Beware of bastard friends. As if the one in my last post wasn't enough, I've had to break up with another friend. This girl, Lola and I were friends for most of Uni. I met her on the same day I met my ex; the only serious relationship I had in Uni; which lasted 3 years. It was one of those club parties, and I had gone with another friend. I met the ex, Tony and we instantly kicked it off. That same night, Tony's friend had come to the party with Lola.
At the end of the night, Tony offered to drop me off [I didn't drive; as I went with my friend but she decided to leave the party early while I was having way too much fun with Tony]. His friend then asked if he could drop Lola off as well, since Lola lived just two streets from Tony. Obviously, they dropped me off first. And then he went to drop Lola. I kept calling that night to find out if he ever made it back in one piece, but he never answered until the next morning. He said he fell asleep.
Tony and I eventually bloomed into a full, overly intimate relationship and I definitely felt like I was the luckiest girl in the world. But then, him and Lola used to talk a lot. I remember jokingly asking him why he was talking to much to his friend's babe just from dropping her at home one night. Then this Lola babe started sending him cryptic facebook messages. I didn't think too much of it. As he said, she's just one of those crazy girls.

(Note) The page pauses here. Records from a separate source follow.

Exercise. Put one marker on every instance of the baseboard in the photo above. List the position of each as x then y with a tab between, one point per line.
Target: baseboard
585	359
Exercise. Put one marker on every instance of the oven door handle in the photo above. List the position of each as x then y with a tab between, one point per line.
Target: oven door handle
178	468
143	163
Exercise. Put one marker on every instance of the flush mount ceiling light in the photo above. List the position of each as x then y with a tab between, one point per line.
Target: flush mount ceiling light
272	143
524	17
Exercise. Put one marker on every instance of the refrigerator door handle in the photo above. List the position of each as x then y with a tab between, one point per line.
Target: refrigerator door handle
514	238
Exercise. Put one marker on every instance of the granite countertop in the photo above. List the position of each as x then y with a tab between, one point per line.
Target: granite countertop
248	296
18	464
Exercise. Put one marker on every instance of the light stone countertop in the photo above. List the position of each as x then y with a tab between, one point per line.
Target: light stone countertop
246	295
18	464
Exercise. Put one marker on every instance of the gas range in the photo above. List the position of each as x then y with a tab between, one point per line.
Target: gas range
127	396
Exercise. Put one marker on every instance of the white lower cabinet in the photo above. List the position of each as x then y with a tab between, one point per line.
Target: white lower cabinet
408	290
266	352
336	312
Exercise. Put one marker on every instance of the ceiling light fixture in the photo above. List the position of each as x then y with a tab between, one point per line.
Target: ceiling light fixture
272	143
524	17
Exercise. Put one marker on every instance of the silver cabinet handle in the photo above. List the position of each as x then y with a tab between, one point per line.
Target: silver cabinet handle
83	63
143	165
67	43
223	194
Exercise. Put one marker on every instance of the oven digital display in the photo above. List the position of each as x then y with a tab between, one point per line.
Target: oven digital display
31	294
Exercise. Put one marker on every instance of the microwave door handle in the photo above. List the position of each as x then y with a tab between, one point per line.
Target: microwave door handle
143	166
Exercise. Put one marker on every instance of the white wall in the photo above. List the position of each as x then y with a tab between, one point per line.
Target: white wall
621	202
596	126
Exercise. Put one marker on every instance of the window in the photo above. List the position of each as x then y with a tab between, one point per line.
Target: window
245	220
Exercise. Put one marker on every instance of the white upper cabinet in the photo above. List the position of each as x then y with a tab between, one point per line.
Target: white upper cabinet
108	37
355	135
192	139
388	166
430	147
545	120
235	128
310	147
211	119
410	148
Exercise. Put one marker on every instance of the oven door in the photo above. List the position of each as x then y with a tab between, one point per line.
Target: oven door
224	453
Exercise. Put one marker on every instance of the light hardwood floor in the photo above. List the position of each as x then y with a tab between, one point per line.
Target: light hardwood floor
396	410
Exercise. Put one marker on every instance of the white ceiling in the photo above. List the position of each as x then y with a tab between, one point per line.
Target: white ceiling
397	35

One year into our relationship however, me and Lola's paths would cross again and we soon became buddies. Since then, we've been very good friends. She was even one of the names on my list of Bridesmaids, were I to ever have a regular wedding. I didn't. But you obviously already know why. My wedding took place in my parents' living room. Lol.

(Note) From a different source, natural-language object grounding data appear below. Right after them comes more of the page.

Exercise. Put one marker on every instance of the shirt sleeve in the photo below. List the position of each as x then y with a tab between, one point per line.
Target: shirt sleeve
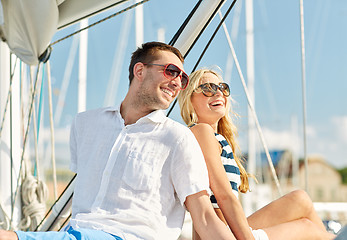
189	171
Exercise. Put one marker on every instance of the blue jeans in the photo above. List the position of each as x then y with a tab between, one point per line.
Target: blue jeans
70	234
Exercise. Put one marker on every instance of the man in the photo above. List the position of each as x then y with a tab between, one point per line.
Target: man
138	170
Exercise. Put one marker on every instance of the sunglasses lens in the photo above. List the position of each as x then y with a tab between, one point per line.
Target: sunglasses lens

Now, Tony adds me on instagram these many years later and asks for my number, that we should catch up. I can't lie. He was the one great love of my life. And there's no excitement in my life these days, so I decided to catch up with him. That's how he started this whole story about wanting a fresh slate upon which to build a friendship. He now started coming clean about how he'd wronged me while we were dating and he confessed that he and Lola had apparently been having something for the entire duration of our relationship.
Imagine that? My advise sha, is to keep your lover and your friends very far apart. Yes, you trust your friends. But abeg, don't test them. Just keep them all far apart. I don't know how anyone would open their legs for their friend's man.
But then again, maybe I do. Story for another day.